Francis specifically mentioned the EU recovery plan on Monday, saying people were "looking forward with hope to an economic upturn" it is meant to underpin.
The pope has often called for European solutions to the migrant crisis and has criticised governments that try, like Hungary's, to tackle it with unilateral or isolationist actions.
In Budapest on Sunday, in an apparent response to nationalist Prime Minister Viktor Orban's stand that Muslim immigration could destroy its heritage, he said preserving a nation's deeply rooted Christian heritage did not exclude a welcoming, caring attitude for others in need.

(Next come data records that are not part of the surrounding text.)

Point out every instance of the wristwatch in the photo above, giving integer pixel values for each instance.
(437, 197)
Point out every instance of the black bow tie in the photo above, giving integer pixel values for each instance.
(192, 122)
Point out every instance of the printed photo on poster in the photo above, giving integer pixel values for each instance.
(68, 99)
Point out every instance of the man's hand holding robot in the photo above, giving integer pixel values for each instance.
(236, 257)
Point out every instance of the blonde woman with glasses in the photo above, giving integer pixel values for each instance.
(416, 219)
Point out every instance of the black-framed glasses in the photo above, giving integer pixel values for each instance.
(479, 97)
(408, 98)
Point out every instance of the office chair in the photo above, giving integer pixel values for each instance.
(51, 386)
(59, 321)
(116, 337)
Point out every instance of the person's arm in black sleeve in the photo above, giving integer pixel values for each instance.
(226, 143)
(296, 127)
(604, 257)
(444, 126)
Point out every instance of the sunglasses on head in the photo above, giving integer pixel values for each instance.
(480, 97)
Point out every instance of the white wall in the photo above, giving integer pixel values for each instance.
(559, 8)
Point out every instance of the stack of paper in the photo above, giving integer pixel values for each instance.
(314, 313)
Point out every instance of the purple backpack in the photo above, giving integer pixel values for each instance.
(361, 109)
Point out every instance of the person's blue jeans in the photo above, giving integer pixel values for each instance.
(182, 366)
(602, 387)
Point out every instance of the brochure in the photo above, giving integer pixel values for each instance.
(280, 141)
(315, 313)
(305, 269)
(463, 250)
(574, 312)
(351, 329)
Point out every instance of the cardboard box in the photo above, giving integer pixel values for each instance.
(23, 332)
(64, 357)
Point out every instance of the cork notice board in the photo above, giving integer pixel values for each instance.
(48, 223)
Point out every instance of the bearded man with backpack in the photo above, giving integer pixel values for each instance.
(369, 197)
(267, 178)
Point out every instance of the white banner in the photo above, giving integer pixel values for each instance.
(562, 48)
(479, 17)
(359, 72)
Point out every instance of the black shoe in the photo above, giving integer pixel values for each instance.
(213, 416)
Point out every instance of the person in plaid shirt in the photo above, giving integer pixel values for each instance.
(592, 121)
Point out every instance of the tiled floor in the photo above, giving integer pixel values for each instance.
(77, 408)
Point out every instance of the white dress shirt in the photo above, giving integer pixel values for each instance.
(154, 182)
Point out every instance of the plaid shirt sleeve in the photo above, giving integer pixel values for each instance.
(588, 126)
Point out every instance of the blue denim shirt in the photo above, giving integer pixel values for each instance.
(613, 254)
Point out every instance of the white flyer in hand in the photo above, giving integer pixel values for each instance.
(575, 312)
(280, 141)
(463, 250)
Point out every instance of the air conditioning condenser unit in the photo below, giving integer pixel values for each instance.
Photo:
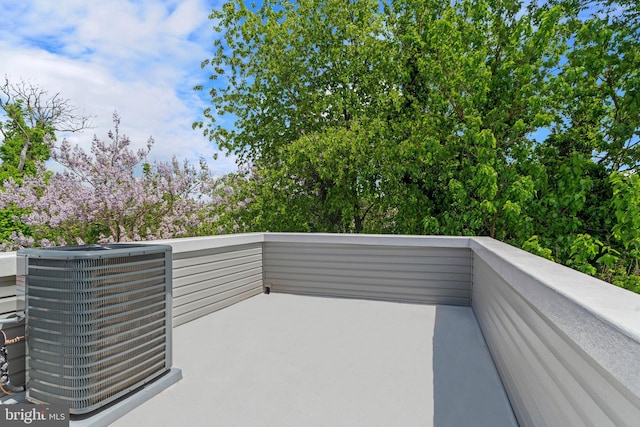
(98, 321)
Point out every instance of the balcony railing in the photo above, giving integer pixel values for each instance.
(566, 345)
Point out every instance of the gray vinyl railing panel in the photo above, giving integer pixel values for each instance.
(207, 280)
(566, 345)
(371, 271)
(8, 308)
(560, 363)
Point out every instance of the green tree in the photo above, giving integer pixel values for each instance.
(419, 116)
(32, 117)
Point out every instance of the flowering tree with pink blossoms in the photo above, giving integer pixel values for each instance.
(111, 195)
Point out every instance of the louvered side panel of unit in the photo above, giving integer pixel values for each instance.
(97, 328)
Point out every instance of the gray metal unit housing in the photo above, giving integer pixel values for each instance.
(98, 321)
(381, 272)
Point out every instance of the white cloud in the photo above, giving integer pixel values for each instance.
(140, 58)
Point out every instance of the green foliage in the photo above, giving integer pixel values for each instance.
(422, 116)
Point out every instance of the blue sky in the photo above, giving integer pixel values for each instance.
(139, 57)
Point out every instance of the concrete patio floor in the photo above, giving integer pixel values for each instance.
(287, 360)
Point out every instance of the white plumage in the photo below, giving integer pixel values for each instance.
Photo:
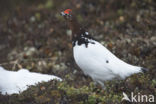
(100, 64)
(17, 81)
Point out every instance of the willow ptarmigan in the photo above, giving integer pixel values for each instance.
(93, 58)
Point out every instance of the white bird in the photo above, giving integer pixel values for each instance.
(93, 58)
(14, 82)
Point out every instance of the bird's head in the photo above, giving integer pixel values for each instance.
(67, 14)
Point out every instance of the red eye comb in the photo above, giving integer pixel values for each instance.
(67, 11)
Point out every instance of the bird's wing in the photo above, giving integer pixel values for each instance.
(110, 61)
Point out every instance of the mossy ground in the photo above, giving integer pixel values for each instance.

"Our Christian way of looking at others refuses to see them as a burden or a problem, but rather as brothers and sisters to be helped and protected," he said on Monday.
Slovakia is about 65% Catholic.
At a meeting with bishops, priests and nuns, Francis said Catholics also must not be inward-looking, self-absorbed and defensive, in an apparent reference to his conservative critics who are resisting change.
"The Church is not a fortress, a stronghold, a lofty castle, self-sufficient and looking out upon the world below," he said.
Later he was due to visit a shelter for the poor and to meet representatives of Slovakia's Jewish community.